Si daba credibilidad a los testigos, en los últimos tiempos la suerte parecía haberle dado la espalda a Alexandr Vladímirovich. Unos cuatro meses antes de morir, se le frustró un negocio de cierto bulto. Aquél fue el primer chasco serio que se llevó en muchos años y Alexandr se lo tomó con filosofía: de acuerdo, la buena racha no tenía por qué ser permanente, la rueda de la fortuna debía dar alguna vuelta de vez en cuando, ¿no? Pero cuando, aquella misma semana, tropezó con otro revés, se preocupó en serio. ¿Sería posible que Sasha el Whist estuviera quemado? Nunca le había ocurrido nada semejante, nunca había perdido al póquer cantidades tan enormes. En realidad, no perdía prácticamente nunca, se las ingeniaba para confundir a otros jugadores aun cuando el naipe se negaba a acudir. Para conseguirlo, hacía falta ser capaz de mantener la concentración durante muchas y largas horas, una capacidad de la que el Whist siempre había alardeado. Lo normal era que sus adversarios se cansasen, empezasen a cometer errores, se olvidasen de los naipes descartados. En cambio, el Whist era infatigable y después de cinco horas de juego memorizaba las combinaciones y contaba los naipes con la misma facilidad que al comienzo de la mano. ¿Sería posible que su primera gran pérdida en el juego augurase su envejecimiento, el decaimiento de la memoria y de la atención? Pero sólo tenía cuarenta y tres años, estaba en la flor de la vida. Necesitaba demostrar que la suerte seguía favoreciéndole, que todo lo ocurrido no había sido más que un disgusto pasajero que no tenía la menor relevancia.

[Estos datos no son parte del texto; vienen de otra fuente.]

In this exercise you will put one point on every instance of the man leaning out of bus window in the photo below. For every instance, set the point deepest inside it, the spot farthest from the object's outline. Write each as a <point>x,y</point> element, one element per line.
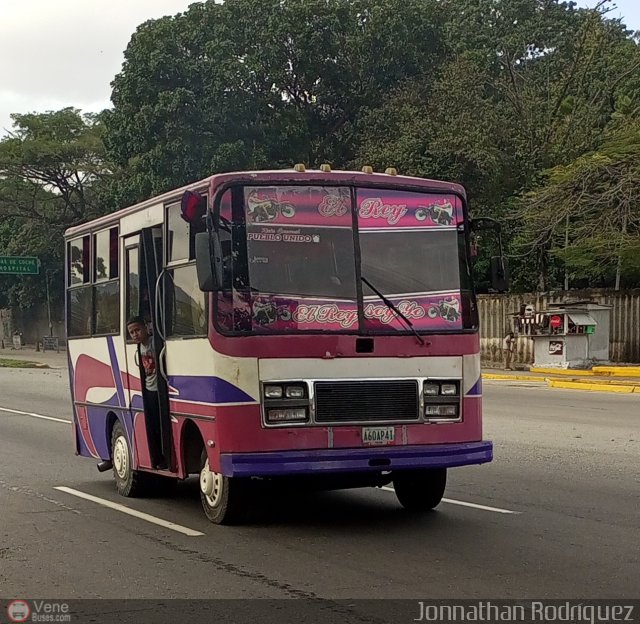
<point>146,360</point>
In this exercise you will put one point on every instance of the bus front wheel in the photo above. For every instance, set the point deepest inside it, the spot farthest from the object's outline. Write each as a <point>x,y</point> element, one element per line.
<point>223,498</point>
<point>129,482</point>
<point>420,490</point>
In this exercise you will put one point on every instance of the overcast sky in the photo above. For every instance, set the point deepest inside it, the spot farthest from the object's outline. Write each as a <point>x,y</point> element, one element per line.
<point>57,53</point>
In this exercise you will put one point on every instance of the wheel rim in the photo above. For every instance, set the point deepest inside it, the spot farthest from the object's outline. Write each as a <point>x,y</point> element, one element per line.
<point>210,485</point>
<point>121,457</point>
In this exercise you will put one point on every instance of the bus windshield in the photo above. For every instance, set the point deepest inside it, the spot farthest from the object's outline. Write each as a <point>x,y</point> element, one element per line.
<point>295,256</point>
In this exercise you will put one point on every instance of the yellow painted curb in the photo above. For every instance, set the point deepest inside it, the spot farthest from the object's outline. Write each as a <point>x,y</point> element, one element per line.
<point>507,377</point>
<point>617,371</point>
<point>592,387</point>
<point>606,380</point>
<point>563,371</point>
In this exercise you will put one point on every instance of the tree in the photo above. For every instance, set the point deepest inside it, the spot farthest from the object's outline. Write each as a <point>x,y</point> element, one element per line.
<point>207,91</point>
<point>51,168</point>
<point>587,213</point>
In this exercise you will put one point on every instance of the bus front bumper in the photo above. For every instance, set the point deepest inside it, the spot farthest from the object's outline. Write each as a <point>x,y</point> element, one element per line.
<point>355,460</point>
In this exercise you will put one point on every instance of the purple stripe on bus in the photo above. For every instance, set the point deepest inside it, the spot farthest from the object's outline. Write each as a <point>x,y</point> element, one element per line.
<point>206,389</point>
<point>116,370</point>
<point>476,390</point>
<point>355,460</point>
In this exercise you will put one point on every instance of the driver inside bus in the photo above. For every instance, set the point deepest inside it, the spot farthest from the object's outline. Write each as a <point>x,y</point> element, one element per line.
<point>146,359</point>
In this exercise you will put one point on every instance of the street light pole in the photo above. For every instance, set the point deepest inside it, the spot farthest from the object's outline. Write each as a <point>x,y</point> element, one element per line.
<point>46,280</point>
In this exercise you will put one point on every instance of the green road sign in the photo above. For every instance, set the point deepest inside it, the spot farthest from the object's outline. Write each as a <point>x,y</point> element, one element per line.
<point>16,265</point>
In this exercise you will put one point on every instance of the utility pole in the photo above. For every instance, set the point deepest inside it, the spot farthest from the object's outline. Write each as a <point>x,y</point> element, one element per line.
<point>46,280</point>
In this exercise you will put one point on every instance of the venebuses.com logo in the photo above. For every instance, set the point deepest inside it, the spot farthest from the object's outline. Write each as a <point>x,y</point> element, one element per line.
<point>18,611</point>
<point>38,611</point>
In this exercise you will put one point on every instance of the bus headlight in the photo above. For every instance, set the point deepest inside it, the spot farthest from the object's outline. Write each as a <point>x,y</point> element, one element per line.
<point>449,389</point>
<point>431,389</point>
<point>273,392</point>
<point>294,392</point>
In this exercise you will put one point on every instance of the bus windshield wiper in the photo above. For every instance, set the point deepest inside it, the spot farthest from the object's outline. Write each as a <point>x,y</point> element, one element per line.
<point>392,306</point>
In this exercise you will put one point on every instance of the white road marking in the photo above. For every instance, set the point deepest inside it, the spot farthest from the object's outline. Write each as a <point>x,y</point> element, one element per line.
<point>131,512</point>
<point>465,504</point>
<point>6,409</point>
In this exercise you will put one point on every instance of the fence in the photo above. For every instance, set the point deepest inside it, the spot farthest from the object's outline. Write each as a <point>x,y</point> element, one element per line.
<point>496,319</point>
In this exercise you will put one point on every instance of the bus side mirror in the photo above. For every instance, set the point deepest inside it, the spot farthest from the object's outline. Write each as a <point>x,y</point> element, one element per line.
<point>208,261</point>
<point>499,274</point>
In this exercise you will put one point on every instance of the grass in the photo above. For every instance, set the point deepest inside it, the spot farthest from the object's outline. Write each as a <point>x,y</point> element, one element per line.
<point>11,363</point>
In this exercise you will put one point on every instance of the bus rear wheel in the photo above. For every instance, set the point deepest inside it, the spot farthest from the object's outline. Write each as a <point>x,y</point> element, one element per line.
<point>420,490</point>
<point>223,498</point>
<point>129,482</point>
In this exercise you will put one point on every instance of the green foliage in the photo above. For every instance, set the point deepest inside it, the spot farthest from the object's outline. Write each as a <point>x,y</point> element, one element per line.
<point>52,167</point>
<point>532,105</point>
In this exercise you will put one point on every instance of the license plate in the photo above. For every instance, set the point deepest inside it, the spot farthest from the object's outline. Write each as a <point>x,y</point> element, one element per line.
<point>378,435</point>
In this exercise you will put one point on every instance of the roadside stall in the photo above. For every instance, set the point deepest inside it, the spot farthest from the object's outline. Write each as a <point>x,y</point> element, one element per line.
<point>572,335</point>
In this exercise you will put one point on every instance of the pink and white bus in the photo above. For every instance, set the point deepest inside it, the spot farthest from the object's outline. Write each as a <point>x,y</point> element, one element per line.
<point>311,325</point>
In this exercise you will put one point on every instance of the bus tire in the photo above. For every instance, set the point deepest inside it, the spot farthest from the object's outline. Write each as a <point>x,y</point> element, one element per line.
<point>129,482</point>
<point>223,498</point>
<point>420,490</point>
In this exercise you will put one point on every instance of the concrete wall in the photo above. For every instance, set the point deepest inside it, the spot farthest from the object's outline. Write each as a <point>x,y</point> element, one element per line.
<point>496,320</point>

Se asió con vehemencia a cualquier negocio que un juez mínimamente objetivo no hubiese dudado en calificar de estafa, y se sentó ante el tapete verde más a menudo que de costumbre. Al principio todo iba bien, y ya empezaba a animarse cuando volvieron a lloverle los infortunios. Galaktiónov amansó el trote, según indicaban algunas frases suyas citadas por los testigos. Decidió hacer un balance y analizar las causas de sus desdichas. Todos los testigos afirmaban que no estaba deprimido ni daba señales de abatimiento sino que, por el contrario, parecía intrigado, como lo estaría un científico, un entomólogo, al tropezar en el Polo Norte con una mariposa del trópico. Galaktiónov seguía mostrándose ocurrente y encantador, y obviamente no se había dejado marcar por el sello indeleble de perdedor.

Hasta el mismo día de su asesinato no conoció nuevos fracasos. Había testimonios de que unos días antes de morir había recuperado de pronto toda su vitalidad y en una ocasión su mujer le oyó decir:

– Bueno, no pasa nada, incluso si la diosa Fortuna se ha echado a dormir, el talento sigue despierto, no es nada fácil mandar el talento al garete. Pero cuando, encima, se despierte también la fortuna, ¡ya veréis la que armaremos entonces!